Ticino e Grigioni

Lucendro: la diga della discordia

Scadenza della concessione: lo sbarramento nell'area del San Gottardo è ora al centro di una vertenza fra Ticino e Uri

  • 23 febbraio 2023, 19:16
  • 24 giugno 2023, 04:52
Una veduta dell'impianto

Una veduta dell'impianto

  • archivio tipress
Di: SEIDISERA/Monica Fornasier - John Robbiani

È uno sbarramento idroelettrico nell'area del passo del San Gottardo, ma in territorio interamente ticinese. Eppure il Ticino rischia di perderne il controllo. È la diga del Lucendro, che si colloca ora al centro di una diatriba fra Ticino e Uri. I problemi sono da ricondurre al fatto che l'attuale concessione della diga scadrà alla fine del prossimo anno. E il canton Uri pretende ora di detenere una partecipazione del 55%. AET, che nel 2015 ha acquistato la diga da Alpiq, potrebbe così perdere la gestione della diga, che gli urani vorrebbero trasferire a Energie Uri.

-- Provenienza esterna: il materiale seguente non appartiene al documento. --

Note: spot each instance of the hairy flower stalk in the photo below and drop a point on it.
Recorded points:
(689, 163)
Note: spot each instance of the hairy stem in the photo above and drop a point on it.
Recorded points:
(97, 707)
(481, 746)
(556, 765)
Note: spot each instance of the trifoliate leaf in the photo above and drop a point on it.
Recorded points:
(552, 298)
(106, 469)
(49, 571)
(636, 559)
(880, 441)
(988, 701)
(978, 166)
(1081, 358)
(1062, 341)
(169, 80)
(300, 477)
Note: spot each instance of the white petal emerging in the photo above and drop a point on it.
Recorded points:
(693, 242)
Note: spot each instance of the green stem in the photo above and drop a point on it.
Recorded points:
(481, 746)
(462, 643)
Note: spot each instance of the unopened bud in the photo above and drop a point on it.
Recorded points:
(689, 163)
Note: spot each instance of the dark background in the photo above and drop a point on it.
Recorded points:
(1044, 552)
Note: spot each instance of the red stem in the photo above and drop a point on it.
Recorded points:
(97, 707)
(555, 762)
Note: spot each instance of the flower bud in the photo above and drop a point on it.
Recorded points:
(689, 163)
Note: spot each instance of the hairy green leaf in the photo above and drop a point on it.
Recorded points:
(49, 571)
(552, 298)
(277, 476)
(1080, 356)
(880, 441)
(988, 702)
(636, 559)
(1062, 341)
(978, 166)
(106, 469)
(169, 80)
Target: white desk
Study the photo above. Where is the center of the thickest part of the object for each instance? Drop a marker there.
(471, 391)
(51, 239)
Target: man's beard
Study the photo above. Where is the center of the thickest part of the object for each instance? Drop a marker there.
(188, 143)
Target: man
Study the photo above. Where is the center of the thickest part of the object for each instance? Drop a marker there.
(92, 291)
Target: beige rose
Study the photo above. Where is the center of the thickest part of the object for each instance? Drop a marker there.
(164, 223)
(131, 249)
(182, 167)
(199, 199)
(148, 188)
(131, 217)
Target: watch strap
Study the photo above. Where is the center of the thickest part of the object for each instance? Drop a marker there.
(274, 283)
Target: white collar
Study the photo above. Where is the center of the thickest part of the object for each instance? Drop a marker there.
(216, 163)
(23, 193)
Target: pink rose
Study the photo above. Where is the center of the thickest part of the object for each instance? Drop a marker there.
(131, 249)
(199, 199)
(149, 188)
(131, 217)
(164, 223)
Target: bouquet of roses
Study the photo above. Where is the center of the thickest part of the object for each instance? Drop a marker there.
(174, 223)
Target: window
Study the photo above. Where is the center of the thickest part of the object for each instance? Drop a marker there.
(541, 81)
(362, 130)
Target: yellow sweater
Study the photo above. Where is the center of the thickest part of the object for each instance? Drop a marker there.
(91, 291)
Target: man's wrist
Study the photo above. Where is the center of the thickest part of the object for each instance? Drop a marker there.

Sulla disputa deve ancora pronunciarsi il Dipartimento federale dell'ambiente, dei trasporti, dell'energia e delle comunicazioni (DATEC). Ma intanto, perchè il canton Uri punta a detenere questa quota? "Finora non c'è stata una grande discussione su questo aspetto perché, da quando esiste la centrale, il 55% dell'acqua che viene turbinata è acqua che in realtà fluirebbe verso il lago di Uri, naturalmente", spiega il consigliere di Stato urano Urban Camenzind. Uri, quindi, vuole quanto gli spetta per natura: acqua che avrebbe a sua disposizione se non venisse deviata artificialmente verso sud. "È davvero fondamentale", aggiunge il ministro, "sapere innanzitutto quale quota deteniamo in questa centrale idroelettrica. Ovviamente in un secondo tempo dovrà essere intavolata una discussione sui diritti vari, che possiamo poi far valere. Per esempio su un'eventuale compensazione dell'elettricità corrispondente, che ci spetterebbe".

Uri e Ticino si scontrano sulle acque del Lucendro

SEIDISERA 23.02.2023, 18:12

Sullo sfondo della questione, c'è poi una crisi energetica in ballo. In settembre nel canton Uri i partiti, e in particolare il PLR, avevano esortato il Governo ad adoperarsi tempestivamente contro una crescita dei prezzi dell'elettricità, e a presentare una strategia energetica. In quell'occasione si auspicava che la questione della diga venisse risolta in tempo utile, invitando di fatto il dipartimento di Camenzind a chiamare in causa Berna.

Il Ticino non sembra però disposto a cedere. "Riteniamo di essere nel giusto", afferma il consigliere di Stato Christian Vitta, osservando che il cantone "ha fatto valere, sulla base, a nostro giudizio, di dispositivi della legge federale, la maggioranza nella proprietà degli impianti e quindi della gestione delle acque".

La palla è ora nel campo del DATEC e non si può escludere che il suo responsabile, il consigliere federale Albert Rösti, tenti una mediazione fra Ticino e Uri. Intanto, però, va sottolineato che sul Lucendro i due cantoni discutono da ben 80 anni. La diga venne infatti inaugurata nel 1947 da una società che poi divenne Alpiq. Nel 1942 i due cantoni approvarono una concessione di 40 anni e poi, già nel 1979, il Legislativo ticinese decise di riscattare l'impianto per farlo gestire ad AET. Ticino e Uri discussero a lungo e non trovarono una soluzione. Si decise quindi di rinnovare la concessione ad Alpiq per altri 40 anni, e quindi fino al 2024. Ma già allora era stato detto che non sarebbe stata rinnovata la concessione ad Alpiq. E i due cantoni avrebbero dovuto individuare una soluzione per evitare di trovarsi di nuovo impreparati. Da rilevare che già negli accordi a suo tempo siglati il Ticino "ammetteva", per così dire, che in base alla superficie dei bacini imbriferi il 55% delle acque erano urane.

Questa disputa rischia di aprire altri contenziosi fra cantoni alpini? "Non estenderei questa tematica in maniera generalizzata", risponde Christian Vitta, "in quanto qui siamo di fronte, per quanto riguarda il Lucendro, a un caso molto particolare. Il direttore del DFE afferma quindi che fra i due cantoni i rapporti sono buoni. "Però ognuno evidentemente difende i suoi interessi".

Anche per il Ritom, va ricordato, sorse una situazione analoga. Ma in quel caso si trovò un accordo con i Grigioni: le FFS, che detengono la maggioranza delle quote della diga, hanno in questo senso concordato il versamento di un ammontare una tantum e poi di un rimborso, in luogo del diritto grigionese di ricevere energia gratuita.